Calorimetric study of non-isothermal crystallization kinetics of Zr 60Cu 20Al 10Ni 10 bulk metallic glass

Abstract

The non-isothermal differential scanning calorimetric techniques were used to evaluate the thermal stability and crystallization kinetics of Zr 60Cu 20Al 10Ni 10 bulk metallic glass. Various models were used to analyze the non-isothermal DSC at the heating rates ( ϕ) ranging from 1 to 80 K/min. The Kissinger equation, Ozawa equation, Augis-Bennett equation, Lasocka equation, and Vogel–Fulcher–Tammann non-linear equation were employed to describe the relationship between the crystallization peak temperatures and the heating rates. The overall crystallization activation energies of the metallic glass were estimated using the Kissinger, Ozawa and Augis–Bennett methods, respectively. The local activation energies at various volume fraction of crystalline phases were obtained by general Ozawa's isoconversional method.

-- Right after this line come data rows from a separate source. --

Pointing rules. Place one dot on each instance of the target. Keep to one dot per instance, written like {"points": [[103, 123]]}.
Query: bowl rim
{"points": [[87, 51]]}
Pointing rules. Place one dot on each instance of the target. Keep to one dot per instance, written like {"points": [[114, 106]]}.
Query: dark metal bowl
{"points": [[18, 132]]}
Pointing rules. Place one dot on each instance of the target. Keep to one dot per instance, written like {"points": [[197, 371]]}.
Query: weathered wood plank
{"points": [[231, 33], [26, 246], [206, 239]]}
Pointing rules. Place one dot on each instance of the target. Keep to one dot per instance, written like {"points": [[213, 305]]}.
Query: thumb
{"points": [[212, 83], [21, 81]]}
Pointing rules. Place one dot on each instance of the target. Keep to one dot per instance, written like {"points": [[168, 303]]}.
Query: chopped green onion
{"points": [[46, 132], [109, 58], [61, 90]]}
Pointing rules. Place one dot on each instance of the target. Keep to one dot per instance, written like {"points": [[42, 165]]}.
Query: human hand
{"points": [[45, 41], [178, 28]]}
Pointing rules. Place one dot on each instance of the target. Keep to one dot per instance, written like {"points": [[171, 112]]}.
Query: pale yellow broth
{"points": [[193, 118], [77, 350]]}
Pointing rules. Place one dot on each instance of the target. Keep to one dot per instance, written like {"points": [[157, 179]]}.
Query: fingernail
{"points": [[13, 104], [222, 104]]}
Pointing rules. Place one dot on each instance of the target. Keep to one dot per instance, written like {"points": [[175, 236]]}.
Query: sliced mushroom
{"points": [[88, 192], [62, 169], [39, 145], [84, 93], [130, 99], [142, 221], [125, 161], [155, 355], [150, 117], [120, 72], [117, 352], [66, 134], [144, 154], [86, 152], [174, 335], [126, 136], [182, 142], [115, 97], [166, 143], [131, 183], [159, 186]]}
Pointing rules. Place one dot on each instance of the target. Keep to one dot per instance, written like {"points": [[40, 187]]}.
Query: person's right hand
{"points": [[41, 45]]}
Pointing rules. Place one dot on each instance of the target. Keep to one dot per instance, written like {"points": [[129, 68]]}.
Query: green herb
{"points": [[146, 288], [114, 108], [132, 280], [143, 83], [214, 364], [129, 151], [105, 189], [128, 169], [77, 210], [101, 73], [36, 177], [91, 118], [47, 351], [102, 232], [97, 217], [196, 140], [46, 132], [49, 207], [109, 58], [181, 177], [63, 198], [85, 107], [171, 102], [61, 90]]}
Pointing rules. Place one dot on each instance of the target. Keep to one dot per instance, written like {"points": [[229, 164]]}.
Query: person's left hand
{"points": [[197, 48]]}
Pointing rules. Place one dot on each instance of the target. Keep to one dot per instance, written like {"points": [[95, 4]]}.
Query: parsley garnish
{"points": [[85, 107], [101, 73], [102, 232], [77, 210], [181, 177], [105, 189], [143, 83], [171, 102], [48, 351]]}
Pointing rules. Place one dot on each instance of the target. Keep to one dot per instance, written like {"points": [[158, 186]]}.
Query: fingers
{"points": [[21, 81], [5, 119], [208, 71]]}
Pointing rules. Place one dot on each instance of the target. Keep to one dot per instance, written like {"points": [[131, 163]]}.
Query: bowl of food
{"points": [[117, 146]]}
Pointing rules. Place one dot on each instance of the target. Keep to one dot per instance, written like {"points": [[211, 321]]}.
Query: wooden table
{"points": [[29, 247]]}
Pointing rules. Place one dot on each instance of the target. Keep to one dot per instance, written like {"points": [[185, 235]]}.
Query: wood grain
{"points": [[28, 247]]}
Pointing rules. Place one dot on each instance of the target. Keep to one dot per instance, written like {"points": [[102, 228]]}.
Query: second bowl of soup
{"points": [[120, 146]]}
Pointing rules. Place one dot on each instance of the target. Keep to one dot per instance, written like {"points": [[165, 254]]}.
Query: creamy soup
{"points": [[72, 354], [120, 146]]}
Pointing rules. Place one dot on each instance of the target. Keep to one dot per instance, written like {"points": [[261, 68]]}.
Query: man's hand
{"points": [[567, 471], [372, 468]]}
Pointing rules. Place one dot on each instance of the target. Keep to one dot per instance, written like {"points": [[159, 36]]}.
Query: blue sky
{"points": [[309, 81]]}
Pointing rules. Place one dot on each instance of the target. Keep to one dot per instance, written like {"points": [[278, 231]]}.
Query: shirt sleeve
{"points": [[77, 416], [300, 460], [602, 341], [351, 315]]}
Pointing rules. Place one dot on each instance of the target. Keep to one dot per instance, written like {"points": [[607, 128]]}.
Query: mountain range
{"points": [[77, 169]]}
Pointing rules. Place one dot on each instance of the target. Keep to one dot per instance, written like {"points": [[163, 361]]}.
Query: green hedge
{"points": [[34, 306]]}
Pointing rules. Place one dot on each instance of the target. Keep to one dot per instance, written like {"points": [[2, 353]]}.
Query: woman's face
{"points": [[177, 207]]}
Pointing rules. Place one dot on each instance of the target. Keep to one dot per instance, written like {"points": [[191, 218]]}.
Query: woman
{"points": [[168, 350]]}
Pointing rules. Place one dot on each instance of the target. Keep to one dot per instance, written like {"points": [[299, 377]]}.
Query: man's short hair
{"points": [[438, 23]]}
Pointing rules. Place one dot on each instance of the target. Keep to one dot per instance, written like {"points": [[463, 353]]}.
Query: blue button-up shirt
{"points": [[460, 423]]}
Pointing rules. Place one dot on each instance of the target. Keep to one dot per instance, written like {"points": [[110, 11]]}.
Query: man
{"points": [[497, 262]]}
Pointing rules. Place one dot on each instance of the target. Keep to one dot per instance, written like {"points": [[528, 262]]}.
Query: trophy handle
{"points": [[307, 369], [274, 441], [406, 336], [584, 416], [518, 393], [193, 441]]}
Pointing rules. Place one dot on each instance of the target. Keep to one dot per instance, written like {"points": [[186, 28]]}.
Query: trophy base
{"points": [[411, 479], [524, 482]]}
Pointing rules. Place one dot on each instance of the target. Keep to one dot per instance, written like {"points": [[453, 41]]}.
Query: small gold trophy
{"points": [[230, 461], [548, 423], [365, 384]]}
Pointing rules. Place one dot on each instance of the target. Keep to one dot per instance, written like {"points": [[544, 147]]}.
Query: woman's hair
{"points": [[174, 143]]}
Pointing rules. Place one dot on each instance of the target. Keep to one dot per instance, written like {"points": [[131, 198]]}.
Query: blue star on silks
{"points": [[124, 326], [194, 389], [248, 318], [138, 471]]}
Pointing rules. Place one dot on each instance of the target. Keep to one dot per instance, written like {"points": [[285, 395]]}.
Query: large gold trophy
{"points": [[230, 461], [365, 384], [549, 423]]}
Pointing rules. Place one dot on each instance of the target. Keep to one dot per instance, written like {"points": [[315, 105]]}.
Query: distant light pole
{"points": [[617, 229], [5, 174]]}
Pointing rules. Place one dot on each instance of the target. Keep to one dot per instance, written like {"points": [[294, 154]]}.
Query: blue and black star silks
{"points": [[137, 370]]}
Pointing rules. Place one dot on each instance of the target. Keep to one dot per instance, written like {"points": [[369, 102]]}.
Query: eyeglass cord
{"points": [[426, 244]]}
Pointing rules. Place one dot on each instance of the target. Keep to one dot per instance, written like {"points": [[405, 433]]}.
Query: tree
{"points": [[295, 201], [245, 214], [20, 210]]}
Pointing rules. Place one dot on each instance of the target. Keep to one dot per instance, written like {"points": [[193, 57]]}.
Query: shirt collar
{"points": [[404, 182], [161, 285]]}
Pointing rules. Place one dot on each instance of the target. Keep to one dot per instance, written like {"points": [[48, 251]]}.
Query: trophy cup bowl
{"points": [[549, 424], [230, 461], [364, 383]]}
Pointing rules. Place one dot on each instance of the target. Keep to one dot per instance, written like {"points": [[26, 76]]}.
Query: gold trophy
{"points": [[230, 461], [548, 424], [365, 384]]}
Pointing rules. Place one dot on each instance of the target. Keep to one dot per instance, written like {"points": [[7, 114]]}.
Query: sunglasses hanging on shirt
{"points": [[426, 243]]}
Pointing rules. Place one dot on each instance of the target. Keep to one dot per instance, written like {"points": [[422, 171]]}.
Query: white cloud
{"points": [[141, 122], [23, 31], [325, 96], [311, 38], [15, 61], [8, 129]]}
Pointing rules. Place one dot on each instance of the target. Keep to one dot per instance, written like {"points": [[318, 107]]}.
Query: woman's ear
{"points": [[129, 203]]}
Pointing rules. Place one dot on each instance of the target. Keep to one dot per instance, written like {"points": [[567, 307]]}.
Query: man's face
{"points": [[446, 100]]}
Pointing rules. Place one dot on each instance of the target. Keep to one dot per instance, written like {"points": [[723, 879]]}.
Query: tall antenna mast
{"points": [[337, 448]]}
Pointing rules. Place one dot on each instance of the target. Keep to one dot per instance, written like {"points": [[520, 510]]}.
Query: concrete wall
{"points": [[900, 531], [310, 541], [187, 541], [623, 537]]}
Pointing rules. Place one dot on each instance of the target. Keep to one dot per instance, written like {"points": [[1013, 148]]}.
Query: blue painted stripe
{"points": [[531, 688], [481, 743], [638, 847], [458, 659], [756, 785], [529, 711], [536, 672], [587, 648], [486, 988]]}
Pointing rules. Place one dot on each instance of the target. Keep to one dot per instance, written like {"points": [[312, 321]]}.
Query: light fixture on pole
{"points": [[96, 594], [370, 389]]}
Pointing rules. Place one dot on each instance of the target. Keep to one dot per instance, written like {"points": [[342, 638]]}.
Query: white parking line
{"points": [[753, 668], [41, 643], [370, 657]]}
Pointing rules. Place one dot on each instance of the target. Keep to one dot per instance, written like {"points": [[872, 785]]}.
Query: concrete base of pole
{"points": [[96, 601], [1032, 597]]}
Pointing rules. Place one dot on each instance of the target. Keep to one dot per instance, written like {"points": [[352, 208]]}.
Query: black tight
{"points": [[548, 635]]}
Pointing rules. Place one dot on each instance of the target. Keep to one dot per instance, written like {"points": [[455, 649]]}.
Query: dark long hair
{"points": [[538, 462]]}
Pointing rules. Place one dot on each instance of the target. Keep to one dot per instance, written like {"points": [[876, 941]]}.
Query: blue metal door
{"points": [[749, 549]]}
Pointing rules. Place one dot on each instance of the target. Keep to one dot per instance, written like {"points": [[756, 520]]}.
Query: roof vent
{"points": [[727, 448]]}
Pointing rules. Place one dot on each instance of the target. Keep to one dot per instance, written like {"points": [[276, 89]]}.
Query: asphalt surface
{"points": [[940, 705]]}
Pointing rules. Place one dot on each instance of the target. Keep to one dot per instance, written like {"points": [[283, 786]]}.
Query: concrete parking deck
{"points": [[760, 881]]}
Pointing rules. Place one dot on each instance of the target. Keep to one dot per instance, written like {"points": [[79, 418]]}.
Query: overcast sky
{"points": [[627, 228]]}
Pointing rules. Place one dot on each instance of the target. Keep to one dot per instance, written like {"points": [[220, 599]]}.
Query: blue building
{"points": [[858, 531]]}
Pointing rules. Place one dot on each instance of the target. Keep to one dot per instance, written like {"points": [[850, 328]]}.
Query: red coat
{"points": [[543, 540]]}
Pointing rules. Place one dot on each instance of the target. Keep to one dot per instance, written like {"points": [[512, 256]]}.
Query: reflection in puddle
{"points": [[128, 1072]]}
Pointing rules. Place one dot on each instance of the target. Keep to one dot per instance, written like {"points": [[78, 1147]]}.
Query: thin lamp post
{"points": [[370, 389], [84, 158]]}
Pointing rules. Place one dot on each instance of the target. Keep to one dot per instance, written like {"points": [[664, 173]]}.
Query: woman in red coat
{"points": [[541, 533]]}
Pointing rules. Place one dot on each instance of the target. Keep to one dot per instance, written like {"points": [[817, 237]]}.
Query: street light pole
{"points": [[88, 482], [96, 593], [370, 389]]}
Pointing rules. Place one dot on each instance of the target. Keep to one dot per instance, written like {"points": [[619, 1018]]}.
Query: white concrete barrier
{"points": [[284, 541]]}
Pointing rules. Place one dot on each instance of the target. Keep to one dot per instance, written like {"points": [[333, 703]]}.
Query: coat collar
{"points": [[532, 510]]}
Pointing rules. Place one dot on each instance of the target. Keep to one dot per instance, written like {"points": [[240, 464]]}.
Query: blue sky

The crystallization kinetics was specified by a function reflecting crystallization mechanism. It has been found that a critical heating rate exists at around 20 K/min, beyond which the shapes of the DSC curves and the various relationships are varied. The crystallization process of the metallic glass can be divided into two groups, i.e. a slow heating rates region with ϕ = 1–20 K/min, and a rapid heating rates region with ϕ = 30–80 K/min. The overall crystallization activation energy for the slow heating rates regions is much larger than that for the rapid heating rates region. The crystallization activation energy derived from the Kissinger's peak temperatures is 326.4 ± 11.3 kJ/mol for the slow heating rates region, and 202.2 ± 26.6 kJ/mol for rapid heating rates region, respectively. The crystallization mechanisms were discussed with Johnson–Mehl–Avrami (JMA) and normal grain growth (NGG) mode. The crystallization mechanisms are different for the two heating rates regions. A transition point was found at the NGG-controlled crystallization stage for the higher heating rates, while it was absent for the slower heating rates.